Только этак мы, ребятишки, и можем раздобыть кусочек цветной бумаги. Дома где ее взять, и на улице нету, и в школе тоже — разве кто из бакалейщиков выставит за дверь ящик с обрывками. На роясдество в лавках столько всего цветного, но нам до этой красоты не дотянуться; глянешь одним глазком, когда идешь мимо, — хочется, да не про нас. Матери норовят побыстрей пробежать мимо лавок, где сейчас игрушек навалом, — сами стараются не глядеть на веселый цветной товар и мальцам своим не велят — ведь ни им, ни себе они ничего этого купить не могут, и надеяться нечего. Многие из ребят, когда их так вот гонят мимо весело пестрящей лавки, все‑таки ждут — может, придет Санта — Клаус и оставит им что‑нибудь яркое такое, блестящее, тогда у них и вправду будет счастливое рождество, а то о нем одни разговоры, брехня сплошная; да только тот гад в красном балахоне, Санта-Клаус этот самый, в переулки и не заходит, он по широким улицам разгуливает — от окошка к окошку, от трубы к трубе, ни одного дома с шикарными дверьми не пропустит, и каждому, кто там живет, дает цветную свечку, такую красивую! Тут как‑то рождество было совсем пустое, ребята потом ходили по улицам, и на ту музыку, на какую «Славься, славься! Аллилуйя» поют, распевали свою песенку, ее сочинил один мальчонку — у него в ногах паралич, и он с кровати не сходит:
Они с Рокки Уорреном прямо бесятся, когда учитель в воскресной школе начинает толковать про зависть — это слово такое из катехизиса: если, говорит, у другого мальчика костюмчик получше или ему на рождество подарили игрушку красивей вашей, то вы, ребята, не воображайте, будто и у вас непременно должно быть все такое же, как у него; а Рокки Уоррен ему и говорит — нам никогда на рождество игрушек не дарят, а учитель — хоть бы что, знай твердит: не надо, мол, плохо относиться к другому мальчику за то, что у него что‑то такое есть, чего у вас нету, вы не должны, мол, желать, чтобы он потерял это или сломал; даже если кто из ваших приятелей перед вами нос задирает, надо, мол, помнить свой долг перед ближним, нельзя иметь на него злобу или завидовать. Тут Уоррен зашептал: Да я бы такому нюхалку сплющил, безо всяких, а он, Джонни, старался его не слушать. А потом, когда они вышли из школы, Рокки Уоррен и говорит — да если кто из ребят вздумает передо мной фасонить, я ему так по сопелке двину, он потом всю неделю будет реветь и не вспомнит, поди, что ему дарили на рождество; и верно — если Рокки Уоррен кому врежет, это все равно что молния ударит.
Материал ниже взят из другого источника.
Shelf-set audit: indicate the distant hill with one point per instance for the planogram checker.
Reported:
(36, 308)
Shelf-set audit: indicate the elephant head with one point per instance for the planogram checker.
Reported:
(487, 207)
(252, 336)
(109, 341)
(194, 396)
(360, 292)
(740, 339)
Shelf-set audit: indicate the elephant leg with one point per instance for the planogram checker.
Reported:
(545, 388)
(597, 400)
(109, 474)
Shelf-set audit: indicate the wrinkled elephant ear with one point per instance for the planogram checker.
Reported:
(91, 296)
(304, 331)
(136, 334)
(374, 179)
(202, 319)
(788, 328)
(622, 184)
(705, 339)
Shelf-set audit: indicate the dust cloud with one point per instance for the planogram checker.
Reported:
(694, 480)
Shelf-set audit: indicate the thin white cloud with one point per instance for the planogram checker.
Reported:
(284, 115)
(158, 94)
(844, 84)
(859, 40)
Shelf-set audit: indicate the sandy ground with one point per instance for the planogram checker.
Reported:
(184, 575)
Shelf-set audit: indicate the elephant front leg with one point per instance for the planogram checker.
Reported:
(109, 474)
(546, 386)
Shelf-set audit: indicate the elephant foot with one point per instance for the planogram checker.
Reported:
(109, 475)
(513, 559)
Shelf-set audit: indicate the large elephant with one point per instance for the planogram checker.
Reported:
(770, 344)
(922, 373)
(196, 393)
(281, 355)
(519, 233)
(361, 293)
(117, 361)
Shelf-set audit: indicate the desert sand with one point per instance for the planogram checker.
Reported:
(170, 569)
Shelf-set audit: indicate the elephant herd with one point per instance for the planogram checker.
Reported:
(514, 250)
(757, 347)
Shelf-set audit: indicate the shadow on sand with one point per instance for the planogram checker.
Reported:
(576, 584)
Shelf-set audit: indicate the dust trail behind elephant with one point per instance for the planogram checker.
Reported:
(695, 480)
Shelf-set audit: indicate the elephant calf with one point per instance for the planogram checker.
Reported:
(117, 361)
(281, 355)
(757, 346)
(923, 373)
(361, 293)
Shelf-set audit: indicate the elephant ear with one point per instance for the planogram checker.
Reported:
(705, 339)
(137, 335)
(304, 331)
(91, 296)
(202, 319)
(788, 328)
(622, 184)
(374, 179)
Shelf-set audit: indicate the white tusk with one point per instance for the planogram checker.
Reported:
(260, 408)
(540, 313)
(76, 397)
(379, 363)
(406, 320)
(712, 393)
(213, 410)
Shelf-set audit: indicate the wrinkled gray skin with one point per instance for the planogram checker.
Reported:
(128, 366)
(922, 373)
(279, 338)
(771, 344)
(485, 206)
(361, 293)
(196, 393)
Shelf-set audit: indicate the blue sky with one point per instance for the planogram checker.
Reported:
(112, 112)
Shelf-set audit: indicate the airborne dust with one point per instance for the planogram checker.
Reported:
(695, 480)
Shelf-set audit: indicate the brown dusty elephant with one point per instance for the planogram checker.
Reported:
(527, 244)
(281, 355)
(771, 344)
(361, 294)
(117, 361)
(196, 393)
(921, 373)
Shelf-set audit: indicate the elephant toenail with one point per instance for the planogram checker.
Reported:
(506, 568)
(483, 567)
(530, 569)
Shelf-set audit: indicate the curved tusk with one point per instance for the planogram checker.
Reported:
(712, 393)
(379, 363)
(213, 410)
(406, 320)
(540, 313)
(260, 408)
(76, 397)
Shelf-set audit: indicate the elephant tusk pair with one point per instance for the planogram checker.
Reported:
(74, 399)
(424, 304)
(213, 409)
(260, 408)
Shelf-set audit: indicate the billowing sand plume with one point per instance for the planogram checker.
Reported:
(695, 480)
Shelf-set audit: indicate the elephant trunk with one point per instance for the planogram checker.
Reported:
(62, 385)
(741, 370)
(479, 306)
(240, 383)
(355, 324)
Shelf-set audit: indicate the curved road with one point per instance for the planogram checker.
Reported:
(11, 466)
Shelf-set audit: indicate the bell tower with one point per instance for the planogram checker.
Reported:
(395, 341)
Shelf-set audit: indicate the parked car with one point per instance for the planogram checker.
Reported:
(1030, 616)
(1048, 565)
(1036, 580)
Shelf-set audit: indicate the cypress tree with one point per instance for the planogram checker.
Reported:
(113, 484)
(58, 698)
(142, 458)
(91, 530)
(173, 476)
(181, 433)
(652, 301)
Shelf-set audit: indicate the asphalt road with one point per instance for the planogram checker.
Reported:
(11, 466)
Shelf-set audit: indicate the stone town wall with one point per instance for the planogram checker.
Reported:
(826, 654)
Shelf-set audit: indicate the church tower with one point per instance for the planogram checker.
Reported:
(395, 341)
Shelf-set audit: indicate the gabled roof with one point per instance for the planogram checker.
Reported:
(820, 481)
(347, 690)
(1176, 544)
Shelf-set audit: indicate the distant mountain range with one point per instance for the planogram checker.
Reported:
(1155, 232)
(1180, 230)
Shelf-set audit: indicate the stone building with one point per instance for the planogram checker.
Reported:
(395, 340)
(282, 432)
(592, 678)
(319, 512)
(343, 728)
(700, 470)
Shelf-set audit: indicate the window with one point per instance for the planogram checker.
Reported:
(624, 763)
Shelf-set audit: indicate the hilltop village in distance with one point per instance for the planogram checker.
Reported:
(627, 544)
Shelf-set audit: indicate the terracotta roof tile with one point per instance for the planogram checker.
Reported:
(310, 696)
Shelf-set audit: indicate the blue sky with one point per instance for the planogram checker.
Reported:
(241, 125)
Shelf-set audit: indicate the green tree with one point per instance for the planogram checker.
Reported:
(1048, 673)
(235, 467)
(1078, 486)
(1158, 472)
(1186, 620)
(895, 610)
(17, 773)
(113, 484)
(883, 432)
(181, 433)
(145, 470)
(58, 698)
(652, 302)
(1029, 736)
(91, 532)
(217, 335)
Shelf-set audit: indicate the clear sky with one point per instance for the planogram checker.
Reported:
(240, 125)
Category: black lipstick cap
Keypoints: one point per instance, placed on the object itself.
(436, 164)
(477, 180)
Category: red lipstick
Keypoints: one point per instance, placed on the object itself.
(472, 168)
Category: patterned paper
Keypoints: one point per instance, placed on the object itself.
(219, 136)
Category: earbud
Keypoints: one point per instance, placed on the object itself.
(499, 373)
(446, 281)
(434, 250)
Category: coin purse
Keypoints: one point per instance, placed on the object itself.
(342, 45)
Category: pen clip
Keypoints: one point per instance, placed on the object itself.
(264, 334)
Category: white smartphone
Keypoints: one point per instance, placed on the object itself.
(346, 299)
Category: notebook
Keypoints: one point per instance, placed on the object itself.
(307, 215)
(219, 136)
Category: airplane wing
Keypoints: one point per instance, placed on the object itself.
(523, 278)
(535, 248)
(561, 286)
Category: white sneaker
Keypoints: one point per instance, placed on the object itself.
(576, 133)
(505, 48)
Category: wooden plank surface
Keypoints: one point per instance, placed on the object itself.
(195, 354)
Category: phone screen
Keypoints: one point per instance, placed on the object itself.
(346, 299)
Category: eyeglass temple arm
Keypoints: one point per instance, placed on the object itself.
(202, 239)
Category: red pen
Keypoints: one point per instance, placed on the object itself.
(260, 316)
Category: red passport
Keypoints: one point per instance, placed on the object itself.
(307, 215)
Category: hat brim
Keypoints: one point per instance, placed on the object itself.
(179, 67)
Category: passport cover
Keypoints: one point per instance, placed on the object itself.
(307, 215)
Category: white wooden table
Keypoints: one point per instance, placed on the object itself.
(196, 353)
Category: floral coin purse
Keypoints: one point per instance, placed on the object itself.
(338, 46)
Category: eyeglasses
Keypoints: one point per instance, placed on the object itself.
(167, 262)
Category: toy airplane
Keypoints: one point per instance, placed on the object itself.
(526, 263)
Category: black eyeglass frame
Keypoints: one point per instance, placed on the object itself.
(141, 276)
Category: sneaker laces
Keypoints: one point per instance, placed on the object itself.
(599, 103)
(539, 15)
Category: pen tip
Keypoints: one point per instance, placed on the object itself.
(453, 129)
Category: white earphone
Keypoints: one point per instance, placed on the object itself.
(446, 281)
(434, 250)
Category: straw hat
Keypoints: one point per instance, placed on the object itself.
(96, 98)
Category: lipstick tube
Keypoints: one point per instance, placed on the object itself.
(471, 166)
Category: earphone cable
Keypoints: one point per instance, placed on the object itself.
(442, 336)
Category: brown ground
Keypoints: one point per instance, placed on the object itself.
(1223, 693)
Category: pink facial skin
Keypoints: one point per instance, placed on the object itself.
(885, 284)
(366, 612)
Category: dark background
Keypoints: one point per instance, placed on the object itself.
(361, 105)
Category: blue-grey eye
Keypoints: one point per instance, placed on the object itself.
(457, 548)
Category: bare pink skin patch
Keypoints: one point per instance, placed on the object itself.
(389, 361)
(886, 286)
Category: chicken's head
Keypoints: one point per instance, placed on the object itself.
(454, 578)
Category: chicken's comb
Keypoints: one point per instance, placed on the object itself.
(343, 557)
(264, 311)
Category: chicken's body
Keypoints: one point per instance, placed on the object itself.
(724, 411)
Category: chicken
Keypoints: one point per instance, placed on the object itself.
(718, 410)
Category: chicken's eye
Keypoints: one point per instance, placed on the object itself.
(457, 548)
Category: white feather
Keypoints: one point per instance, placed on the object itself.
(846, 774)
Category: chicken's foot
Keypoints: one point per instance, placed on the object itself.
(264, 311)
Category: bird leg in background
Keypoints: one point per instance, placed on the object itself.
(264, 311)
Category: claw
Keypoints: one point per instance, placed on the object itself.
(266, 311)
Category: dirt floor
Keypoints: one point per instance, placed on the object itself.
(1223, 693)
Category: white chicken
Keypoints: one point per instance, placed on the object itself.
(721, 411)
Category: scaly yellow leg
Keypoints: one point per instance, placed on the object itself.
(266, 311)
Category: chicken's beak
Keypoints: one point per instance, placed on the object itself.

Мы как узнали, что мальчонка с параличом в ногах умеет складывать стихи, стали собираться у него дома, в той комнатушке, где он в постели лежит; он нам сказал тогда, что на самом деле это и не постель вовсе, а носилки, и лежит он на них потому, что ему обе ноги оторвало картечью, и тогда мы его сделали самым — самым главным своим командиром. А он оказался такой молодчага, так здорово треуголки разукрашивал, лучше нас всех вырезал из бумаги звезды и всякие там загогулины. Как‑то раз мы с Рокки привязались к нему — чего это он столько всякой всячины на простые солдатские треуголки навешивает, а он говорит: Нет, главные командиры — они меньше на себя нацепляют, чем неглавные, не до того им, забот у них много — ясно? — и потом, говорит, если мы на солдатские треуголки много всего понавешаем, ребятам это будет приятно, и они вас с Рокки больше слушать станут. Головастый паренек, ничего не скажешь… Сколько раз они с Рокки смотрели на его пальцы, длинные, бледные, будто восковые, — сложит он бумагу в несколько раз, потом поникает ножницами, тут отхватит, там подрежет — глядишь, получаются звезды и арфы[10] и еще всякие штуковины, прямо чудо что такое, а потом он их наклеит на простые газетные треуголки, и такая выходит красота, такой блеск, любой из ребят с охотой такую шапку напялит на башку и гордиться будет. Сидит тот мальчонка, бывало, на кровати, а перед ним, на широком подносе, — ножницы, клейстер, который ему варила мать, а еще бечевка, нитки, пакет с разными иголками, тут и большие и поменьше, — сидит он и только знака от нас дожидается, чтобы сразу же взяться за работу, принарядить нашу маленькую армию — из окна ему видно, как она марширует по улице взад — вперед, и на солдатах шикарные треуголки, он их сделал своими руками, такими бледными с желтинкой, ну прямо как из воска. Умный парнишка, такой головастый.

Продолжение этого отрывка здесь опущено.